A phase I trial on PV-10 demonstrated an ORR of 48% for injected lesions as well as a 27% ORR for injected bystander lesions; however, this study only assessed 11 patients [43]. There was a dose-dependent effect of PV-10 seen in this study with lower response rates seen in lesions that received less than 0.2 mL/cc per lesion compared to 0.5 mL/cc per lesion. Another phase I study utilized a single dose of PV-10 and again demonstrated comparable results with an OR of 40% including a 20% response in injected lesions and 15% response in bystander lesions [46]. A follow-up phase II trial was conducted on 80 patients that demonstrated equally promising results [46]. In this study, up to 20 lesions were injected with repeat injections at 8, 12, and 16 weeks if needed. Most patients responded after the initial injection. An ORR of 51% was seen, including a 26% CR. Uninjected lesions demonstrated a 33% ORR (26% CR, 7% PR). Adverse effects were most commonly related to injection site pain, erythema, swelling, and photosensitivity.

Intra-arterial and intralesional therapies have been effectively utilized in the treatment of locoregionally advanced melanoma; however, the optimal use of locoregional therapies in the setting of targeted therapy and systemic checkpoint blockade has not been well established. Intralesional treatments, such as T-VEC, are oncolytic therapies that typically induce an elevated immune response [34, 37]. Therefore, the combination of locoregional therapies with targeted or systemic immunotherapies could potentially demonstrate a synergistic effect [47]. There are currently multiple clinical trials that are ongoing and others that have shown early promise in a multi-modality approach for locoregionally advanced and metastatic disease [48].

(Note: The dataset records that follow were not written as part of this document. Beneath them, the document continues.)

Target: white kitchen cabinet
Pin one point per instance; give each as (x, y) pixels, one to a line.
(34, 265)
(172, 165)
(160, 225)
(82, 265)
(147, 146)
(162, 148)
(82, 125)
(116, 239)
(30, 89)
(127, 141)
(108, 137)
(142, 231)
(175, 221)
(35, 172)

Ipilimumab in combination with T-VEC has been evaluated in a phase II clinical trial and has demonstrated an ORR of 50% (compared to up to 11.9% for ipilimumab alone [49] and 26% for T-VEC alone [42]) and a 22% CR with durability beyond 1 year [50]. T-VEC in combination with pembrolizumab is currently being evaluated in a phase I/III clinical trial and early data from the trial has demonstrated an ORR of 57% (compared to approximately 34% for pembrolizumab alone [49] and 26% for T-VEC alone [42]) with a CR of 24% [51]. A multi-center, international phase Ib/II study is currently underway to assess the safety and efficacy of PV-10 plus pembrolizumab for the treatment of metastatic melanoma (NCT02557321). Additionally, a multi-center, international phase III study is currently comparing PV-10 vs chemotherapy vs T-VEC to assess progression-free survival, CR rate, duration of CR and OS in patients with stage IIIB, IIIC and IV M1a melanoma (NCT02288897). Further studies will elucidate the role of combination therapy, including a staged approach using upfront locoregional therapies to prime the immune system prior to systemic immunotherapy. The rapidly changing landscape of immunotherapy-based melanoma treatment will likely be enhanced by this multimodality approach.

Conclusion

Melanoma presents as locoregionally advanced unresectable disease in up to 10% of patients and is a particularly challenging spectrum of disease to manage; however, there are still numerous options that can be used as monotherapy or potentially in combination. These options include intra-arterial therapies, such as ILI and PHP, and intralesional treatments, such as BCG, TVEC and PV-10. These locoregional therapies are typically well tolerated, easily delivered and have shown significant promise in the treatment of locoregionally advanced melanoma.